Introduction
Give your agent long term memory. It creates and searches vector memory snippets, enabling chatbots to retain custom user rules, code guidelines, and diagnostic patterns across dialog sessions.
Key Capabilities and Features
Below are the main actions this adapter exposes to Model Context Protocol clients:
- Insert memory strings: Handled dynamically with schema-guaranteed JSON-RPC calls.
- Vector database query lookups: Handled dynamically with schema-guaranteed JSON-RPC calls.
- Clear memory nodes: Handled dynamically with schema-guaranteed JSON-RPC calls.

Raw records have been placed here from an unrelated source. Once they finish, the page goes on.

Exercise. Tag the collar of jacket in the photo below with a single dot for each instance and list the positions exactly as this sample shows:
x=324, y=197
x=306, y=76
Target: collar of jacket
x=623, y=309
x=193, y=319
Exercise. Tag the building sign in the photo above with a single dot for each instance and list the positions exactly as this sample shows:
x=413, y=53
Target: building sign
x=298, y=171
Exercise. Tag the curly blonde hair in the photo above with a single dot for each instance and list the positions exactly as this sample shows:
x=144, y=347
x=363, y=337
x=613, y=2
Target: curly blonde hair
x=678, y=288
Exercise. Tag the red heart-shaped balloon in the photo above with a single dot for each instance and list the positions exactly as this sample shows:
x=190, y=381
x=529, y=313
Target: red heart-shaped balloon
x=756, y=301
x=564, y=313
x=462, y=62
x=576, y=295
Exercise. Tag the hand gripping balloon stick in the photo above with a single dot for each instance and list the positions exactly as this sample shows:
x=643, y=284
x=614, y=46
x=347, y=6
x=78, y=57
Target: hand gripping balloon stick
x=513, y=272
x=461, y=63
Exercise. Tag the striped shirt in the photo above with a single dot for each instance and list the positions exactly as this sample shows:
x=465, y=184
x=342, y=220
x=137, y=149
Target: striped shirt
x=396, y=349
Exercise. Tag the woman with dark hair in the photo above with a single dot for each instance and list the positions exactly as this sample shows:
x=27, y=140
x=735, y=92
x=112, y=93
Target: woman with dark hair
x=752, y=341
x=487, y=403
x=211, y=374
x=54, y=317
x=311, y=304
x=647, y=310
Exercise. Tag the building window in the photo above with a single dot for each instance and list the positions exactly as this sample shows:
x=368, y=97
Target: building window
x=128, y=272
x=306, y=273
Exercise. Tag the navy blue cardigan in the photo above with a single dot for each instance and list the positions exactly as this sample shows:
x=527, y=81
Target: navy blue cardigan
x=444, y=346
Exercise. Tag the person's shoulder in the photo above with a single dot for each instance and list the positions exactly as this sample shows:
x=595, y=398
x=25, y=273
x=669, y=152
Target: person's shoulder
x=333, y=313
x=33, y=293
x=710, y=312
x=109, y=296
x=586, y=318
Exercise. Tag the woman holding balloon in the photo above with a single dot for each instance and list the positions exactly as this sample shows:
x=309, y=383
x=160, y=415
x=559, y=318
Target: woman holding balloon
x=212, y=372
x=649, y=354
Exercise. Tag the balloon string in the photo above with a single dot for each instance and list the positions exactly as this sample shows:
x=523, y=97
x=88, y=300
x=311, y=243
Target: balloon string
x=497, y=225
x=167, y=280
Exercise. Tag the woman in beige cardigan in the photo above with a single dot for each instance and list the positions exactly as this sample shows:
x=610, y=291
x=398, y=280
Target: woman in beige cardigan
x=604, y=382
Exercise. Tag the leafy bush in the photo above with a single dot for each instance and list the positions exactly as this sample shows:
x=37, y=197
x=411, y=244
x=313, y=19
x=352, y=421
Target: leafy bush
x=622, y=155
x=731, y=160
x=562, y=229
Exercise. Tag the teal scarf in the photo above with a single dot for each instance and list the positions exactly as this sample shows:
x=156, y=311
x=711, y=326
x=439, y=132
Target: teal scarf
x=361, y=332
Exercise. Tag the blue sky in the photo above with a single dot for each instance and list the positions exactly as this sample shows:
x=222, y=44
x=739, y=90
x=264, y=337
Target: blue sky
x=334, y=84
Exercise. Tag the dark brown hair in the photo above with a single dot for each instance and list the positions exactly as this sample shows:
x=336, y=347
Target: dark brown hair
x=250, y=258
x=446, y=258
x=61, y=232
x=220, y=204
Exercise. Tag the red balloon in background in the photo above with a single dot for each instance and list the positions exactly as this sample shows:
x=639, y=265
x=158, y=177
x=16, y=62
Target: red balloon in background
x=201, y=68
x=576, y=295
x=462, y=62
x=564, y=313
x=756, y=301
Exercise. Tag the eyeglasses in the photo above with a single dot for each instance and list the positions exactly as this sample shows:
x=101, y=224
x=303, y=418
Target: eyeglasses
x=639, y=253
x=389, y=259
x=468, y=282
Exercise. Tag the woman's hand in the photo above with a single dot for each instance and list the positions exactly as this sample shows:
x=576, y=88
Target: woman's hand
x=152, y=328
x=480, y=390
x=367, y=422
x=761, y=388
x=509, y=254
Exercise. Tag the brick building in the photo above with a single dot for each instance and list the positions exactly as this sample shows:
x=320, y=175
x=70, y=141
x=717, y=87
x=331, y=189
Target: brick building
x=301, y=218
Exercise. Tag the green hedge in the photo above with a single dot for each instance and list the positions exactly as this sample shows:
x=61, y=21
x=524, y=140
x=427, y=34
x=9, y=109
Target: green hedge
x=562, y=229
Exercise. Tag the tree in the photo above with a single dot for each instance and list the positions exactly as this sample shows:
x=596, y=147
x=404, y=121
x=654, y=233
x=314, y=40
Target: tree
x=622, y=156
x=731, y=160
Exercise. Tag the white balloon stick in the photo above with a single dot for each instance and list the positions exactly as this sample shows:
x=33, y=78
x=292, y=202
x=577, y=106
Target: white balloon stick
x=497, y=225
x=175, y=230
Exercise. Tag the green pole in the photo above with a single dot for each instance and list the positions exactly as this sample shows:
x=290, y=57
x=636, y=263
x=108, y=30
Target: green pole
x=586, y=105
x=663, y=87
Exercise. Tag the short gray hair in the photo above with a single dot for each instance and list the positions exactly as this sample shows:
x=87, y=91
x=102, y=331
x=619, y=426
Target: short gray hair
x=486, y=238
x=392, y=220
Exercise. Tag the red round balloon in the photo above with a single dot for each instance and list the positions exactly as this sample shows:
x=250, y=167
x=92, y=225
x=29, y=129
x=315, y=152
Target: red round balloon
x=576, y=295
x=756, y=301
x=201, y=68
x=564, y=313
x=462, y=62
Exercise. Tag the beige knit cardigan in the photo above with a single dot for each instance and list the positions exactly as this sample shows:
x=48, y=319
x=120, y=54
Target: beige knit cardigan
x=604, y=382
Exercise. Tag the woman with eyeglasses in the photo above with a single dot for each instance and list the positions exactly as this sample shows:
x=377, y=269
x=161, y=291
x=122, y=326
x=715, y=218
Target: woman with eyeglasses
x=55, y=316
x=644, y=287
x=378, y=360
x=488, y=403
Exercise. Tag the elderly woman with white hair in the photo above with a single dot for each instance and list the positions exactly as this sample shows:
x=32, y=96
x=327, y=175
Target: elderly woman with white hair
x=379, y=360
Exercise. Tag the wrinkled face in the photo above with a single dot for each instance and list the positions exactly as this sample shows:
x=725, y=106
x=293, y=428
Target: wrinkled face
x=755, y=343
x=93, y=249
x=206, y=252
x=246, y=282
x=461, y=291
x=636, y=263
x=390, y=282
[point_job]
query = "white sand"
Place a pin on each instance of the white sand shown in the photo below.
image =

- Save user parameters: Handled dynamically with schema-guaranteed JSON-RPC calls.
Sample Use Cases
Here is how development teams utilize this integration:
- Custom developer coding helper memory systems: Enabling models to execute deep semantic checks and audits contextually.
- Personal scheduling assistant memories: Enabling models to execute deep semantic checks and audits contextually.
- Persistent chat dialog logs: Enabling models to execute deep semantic checks and audits contextually.
Basic Installation and Setup
To plug this into your agent client (e.g., Claude Desktop, Cursor), execute or declare the following parameters coordinate:
pip install mcp-server-memory
Security Notes and Guidelines
- Ensure memory databases are localized to prevent credentials leaks from entering database storage sheets.
- Avoid committing tokens directly to public configurations.
- Monitor resource limits during autonomous iteration loops.